🤖 AI Summary
To address the domain knowledge deficiency of multimodal large language models (MLLMs) in visual question answering (VQA) and the loss of fine-grained visual details caused by unimodal retrieval, this paper proposes a fine-grained retrieval-augmented generation (RAG) framework. Our method constructs fine-grained multimodal knowledge units—each comprising an entity-aligned image region and its corresponding textual description—and introduces a knowledge calibration chain to enhance robustness in cross-modal reasoning. Furthermore, it jointly optimizes text-image embedding for precise multimodal vector retrieval and answer generation. Evaluated on the KB-VQA benchmark, our approach achieves substantial improvements over state-of-the-art methods—up to +10% absolute accuracy—particularly excelling on complex VQA tasks requiring meticulous visual-semantic alignment.
📝 Abstract
Visual Question Answering (VQA) focuses on providing answers to natural language questions by utilizing information from images.
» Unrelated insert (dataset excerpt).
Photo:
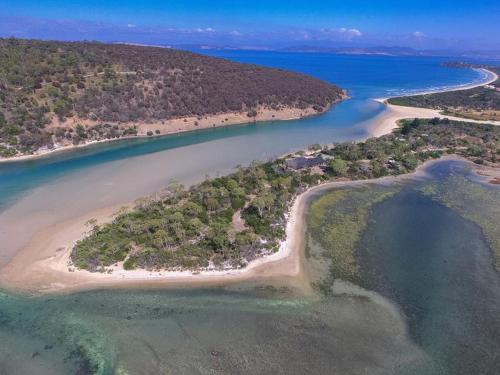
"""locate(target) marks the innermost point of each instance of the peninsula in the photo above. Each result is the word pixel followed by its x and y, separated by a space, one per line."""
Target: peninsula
pixel 224 228
pixel 57 95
Although cutting-edge multimodal large language models (MLLMs) such as GPT-4o achieve strong performance on VQA tasks, they frequently fall short in accessing domain-specific or the latest knowledge. To mitigate this issue, retrieval-augmented generation (RAG) leveraging external knowledge bases (KBs), referred to as KB-VQA, emerges as a promising approach. Nevertheless, conventional unimodal retrieval techniques, which translate images into textual descriptions, often result in the loss of critical visual details. This study presents fine-grained knowledge units, which merge textual snippets with entity images stored in vector databases. Furthermore, we introduce a knowledge unit retrieval-augmented generation framework (KU-RAG) that integrates fine-grained retrieval with MLLMs. The proposed KU-RAG framework ensures precise retrieval of relevant knowledge and enhances reasoning capabilities through a knowledge correction chain. Experimental findings demonstrate that our approach significantly boosts the performance of leading KB-VQA methods, achieving improvements of up to 10%.